To implementing this policy is not difficult. In traditional retailing, if a store will post its compensation rate with waiting time, it may be attractive some customers who are not interested in purchasing the product at that time. In e-business retailing, the policy can be implemented more easy way. Due to the advanced web-technology, we can change our products price very easily. Therefore, a store will announce the compensation immediately when its inventory is out of stock.

Under this compensation policy, there is also trade-off. Because we will have an additional compensation cost, our total cost will be also increased. However, due to the policy, if the demand rate with stock-outs will be increased, our total profit will be increased also. Furthermore, we may have different optimal inventory policy (e.g., stockless policy) under certain conditions.

In this paper, we consider two types of compensation. One is flat rate and the other is time dependent compensation. Under the flat rate compensation policy, we will offer a fixed compensation regardless of waiting time. Therefore, during the stock-outs period, all customers who placed backorders get same fixed compensation. On the other hand, under the time dependent compensation policy, customers will be compensated according to waiting time.

To investigate and find sufficient conditions for each inventory policies, we formulate Compensation models based on the EOQ model with backorders. However, there are several differences. First, we generalize the assumption about demand rate. Under the EOQ model with backorders, the demand rate is always same. However, in our model, we can have different demand rates between with stock and with stock-outs. Second, if the demand rates are not same, just minimizing average inventory cost will not give us the solution that will maximize profit. Therefore, there are two ways to solve this problem. One is maximizing profit function, and the other is minimizing average inventory cost including the effect of different demand rate. In this paper, we introduce new cost, opportunity cost. This cost represents and takes into account changes of profit due to the difference of demand rate. Therefore, in our model, minimizing the average inventory cost guarantee that the solution from our model is also maximizing the profit function.

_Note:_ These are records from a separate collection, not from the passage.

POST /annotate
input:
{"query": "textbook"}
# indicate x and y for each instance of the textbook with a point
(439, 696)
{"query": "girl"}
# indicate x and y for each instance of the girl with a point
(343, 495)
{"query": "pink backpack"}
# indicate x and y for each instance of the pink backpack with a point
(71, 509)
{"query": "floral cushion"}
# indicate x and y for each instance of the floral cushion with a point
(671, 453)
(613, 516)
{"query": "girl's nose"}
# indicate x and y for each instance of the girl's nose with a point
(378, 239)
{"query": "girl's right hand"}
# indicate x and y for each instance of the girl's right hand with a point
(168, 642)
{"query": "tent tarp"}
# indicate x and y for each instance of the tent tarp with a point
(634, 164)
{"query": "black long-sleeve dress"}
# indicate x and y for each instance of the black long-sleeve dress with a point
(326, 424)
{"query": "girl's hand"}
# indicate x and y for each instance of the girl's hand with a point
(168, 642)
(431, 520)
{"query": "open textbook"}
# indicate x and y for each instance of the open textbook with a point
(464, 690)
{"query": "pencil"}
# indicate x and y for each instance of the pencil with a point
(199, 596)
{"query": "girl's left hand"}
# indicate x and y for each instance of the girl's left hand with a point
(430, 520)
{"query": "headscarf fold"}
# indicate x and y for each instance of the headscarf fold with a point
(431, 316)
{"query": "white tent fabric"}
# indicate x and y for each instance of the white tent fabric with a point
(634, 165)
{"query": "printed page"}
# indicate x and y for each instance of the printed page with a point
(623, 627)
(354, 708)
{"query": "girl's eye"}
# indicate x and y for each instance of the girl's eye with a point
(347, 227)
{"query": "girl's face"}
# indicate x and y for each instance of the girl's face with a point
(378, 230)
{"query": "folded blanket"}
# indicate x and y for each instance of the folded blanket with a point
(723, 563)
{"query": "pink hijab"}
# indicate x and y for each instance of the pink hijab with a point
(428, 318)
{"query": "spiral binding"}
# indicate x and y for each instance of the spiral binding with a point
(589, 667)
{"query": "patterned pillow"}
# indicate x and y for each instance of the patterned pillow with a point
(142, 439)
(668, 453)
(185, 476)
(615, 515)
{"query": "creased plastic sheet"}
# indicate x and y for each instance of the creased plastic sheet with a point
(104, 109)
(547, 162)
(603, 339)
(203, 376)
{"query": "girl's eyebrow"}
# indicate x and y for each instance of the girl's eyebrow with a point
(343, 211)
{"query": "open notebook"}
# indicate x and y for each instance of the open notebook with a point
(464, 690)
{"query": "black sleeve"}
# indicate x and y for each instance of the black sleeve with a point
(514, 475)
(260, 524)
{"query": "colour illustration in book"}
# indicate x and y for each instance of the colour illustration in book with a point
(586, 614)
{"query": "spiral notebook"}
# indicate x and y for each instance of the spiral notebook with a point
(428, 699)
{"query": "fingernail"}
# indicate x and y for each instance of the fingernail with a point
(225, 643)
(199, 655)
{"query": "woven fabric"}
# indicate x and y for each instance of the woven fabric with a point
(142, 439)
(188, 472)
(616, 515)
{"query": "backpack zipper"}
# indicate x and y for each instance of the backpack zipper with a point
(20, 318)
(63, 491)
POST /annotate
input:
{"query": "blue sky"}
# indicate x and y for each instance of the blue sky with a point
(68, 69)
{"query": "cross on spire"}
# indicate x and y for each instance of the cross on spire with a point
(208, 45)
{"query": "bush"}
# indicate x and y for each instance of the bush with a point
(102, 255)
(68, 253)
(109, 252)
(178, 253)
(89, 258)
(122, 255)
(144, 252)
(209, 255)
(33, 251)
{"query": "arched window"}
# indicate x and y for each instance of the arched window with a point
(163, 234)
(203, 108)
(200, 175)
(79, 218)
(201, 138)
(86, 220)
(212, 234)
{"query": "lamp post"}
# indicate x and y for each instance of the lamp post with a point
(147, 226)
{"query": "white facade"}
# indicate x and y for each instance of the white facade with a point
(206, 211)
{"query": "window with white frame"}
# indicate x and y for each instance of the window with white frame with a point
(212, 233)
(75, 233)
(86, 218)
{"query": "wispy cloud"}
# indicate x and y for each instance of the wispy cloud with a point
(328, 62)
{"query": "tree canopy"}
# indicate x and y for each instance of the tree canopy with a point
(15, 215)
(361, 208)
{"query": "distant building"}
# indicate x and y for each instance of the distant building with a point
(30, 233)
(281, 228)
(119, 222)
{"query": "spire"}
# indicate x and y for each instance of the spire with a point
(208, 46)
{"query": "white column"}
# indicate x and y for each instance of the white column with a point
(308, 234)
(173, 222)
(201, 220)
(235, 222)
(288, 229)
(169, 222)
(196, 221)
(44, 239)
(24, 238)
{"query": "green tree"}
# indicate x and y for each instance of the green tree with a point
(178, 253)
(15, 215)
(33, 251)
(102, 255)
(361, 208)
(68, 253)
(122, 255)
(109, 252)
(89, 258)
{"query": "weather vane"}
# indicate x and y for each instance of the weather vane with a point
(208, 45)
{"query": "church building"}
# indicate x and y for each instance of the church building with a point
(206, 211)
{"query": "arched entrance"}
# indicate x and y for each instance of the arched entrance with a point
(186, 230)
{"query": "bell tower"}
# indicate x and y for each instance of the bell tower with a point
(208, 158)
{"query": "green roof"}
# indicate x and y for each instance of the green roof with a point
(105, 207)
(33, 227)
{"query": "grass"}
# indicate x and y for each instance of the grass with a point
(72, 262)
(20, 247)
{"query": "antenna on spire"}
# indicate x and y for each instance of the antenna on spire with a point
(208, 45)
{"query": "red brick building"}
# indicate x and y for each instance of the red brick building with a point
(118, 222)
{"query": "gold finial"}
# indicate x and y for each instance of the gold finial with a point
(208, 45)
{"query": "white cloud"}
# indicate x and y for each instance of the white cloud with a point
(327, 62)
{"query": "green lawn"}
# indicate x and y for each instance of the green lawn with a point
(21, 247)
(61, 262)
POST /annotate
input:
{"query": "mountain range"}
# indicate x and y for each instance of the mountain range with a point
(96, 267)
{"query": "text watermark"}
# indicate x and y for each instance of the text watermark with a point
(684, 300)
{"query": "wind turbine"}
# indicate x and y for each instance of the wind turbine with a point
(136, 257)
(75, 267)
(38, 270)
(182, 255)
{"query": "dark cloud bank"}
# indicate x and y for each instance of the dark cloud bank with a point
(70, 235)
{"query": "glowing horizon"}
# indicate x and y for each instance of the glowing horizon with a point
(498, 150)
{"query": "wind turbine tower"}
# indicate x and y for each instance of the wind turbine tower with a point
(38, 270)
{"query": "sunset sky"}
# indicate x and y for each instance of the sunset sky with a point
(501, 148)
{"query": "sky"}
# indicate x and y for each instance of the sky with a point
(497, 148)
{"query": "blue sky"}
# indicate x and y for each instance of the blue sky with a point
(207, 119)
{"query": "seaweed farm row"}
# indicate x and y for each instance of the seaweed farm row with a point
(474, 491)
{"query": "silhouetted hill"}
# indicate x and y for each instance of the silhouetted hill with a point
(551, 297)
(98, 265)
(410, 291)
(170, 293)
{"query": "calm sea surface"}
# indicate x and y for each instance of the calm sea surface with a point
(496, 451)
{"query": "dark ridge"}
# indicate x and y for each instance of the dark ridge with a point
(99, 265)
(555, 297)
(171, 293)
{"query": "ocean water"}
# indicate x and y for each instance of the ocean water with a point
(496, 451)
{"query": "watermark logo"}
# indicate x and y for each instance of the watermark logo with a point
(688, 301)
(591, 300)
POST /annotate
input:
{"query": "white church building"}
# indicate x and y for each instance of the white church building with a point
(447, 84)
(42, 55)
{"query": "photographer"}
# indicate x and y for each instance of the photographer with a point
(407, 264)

Our major findings from our inventory policy and models are as followings. First, the EOQ model with backorders and its solution are special case of our model. This result is obvious. When we will not offer any compensation and have same demand rates between with stock and with stock-outs, our model is exactly same as the EOQ model with backorders. Second, our model also generalizes the EOQ model with backorders in case of partial lost sales. This is also our model's special case when we will not offer any compensation and have partial lost sales. Third, we found that, without any compensation, the stockless policy cannot be an optimal inventory policy unless backorder cost is zero.

Therefore, with no compensation, we can have only positive stock on hand or mixture inventory policy according to our cost structure and demand rates. Fourth, the stockless policy can be an optimal solution only with positive compensation under certain conditions. Fifth, we derive sufficient conditions for the three optimal inventory policies, which are positive stock on hand, mixture inventory, and stockless inventory policy. These sufficient conditions are simple and easy to understand. Finally, we show the optimal solutions for each case. Therefore, given cost structure and demand rates for a product, we can tell what is the optimal inventory policy and what is the exact solution to minimize the average inventory cost which is equivalent to maximizing profit function. Throughout the rest of this paper, we will review the traditional EOQ model with backorders, formulate Compensation models, analyze these Compensation models, find insights from our research, and discuss further research issues. To our knowledge, except the traditional EOQ with backorders, all models are new and also the optimal solutions are new.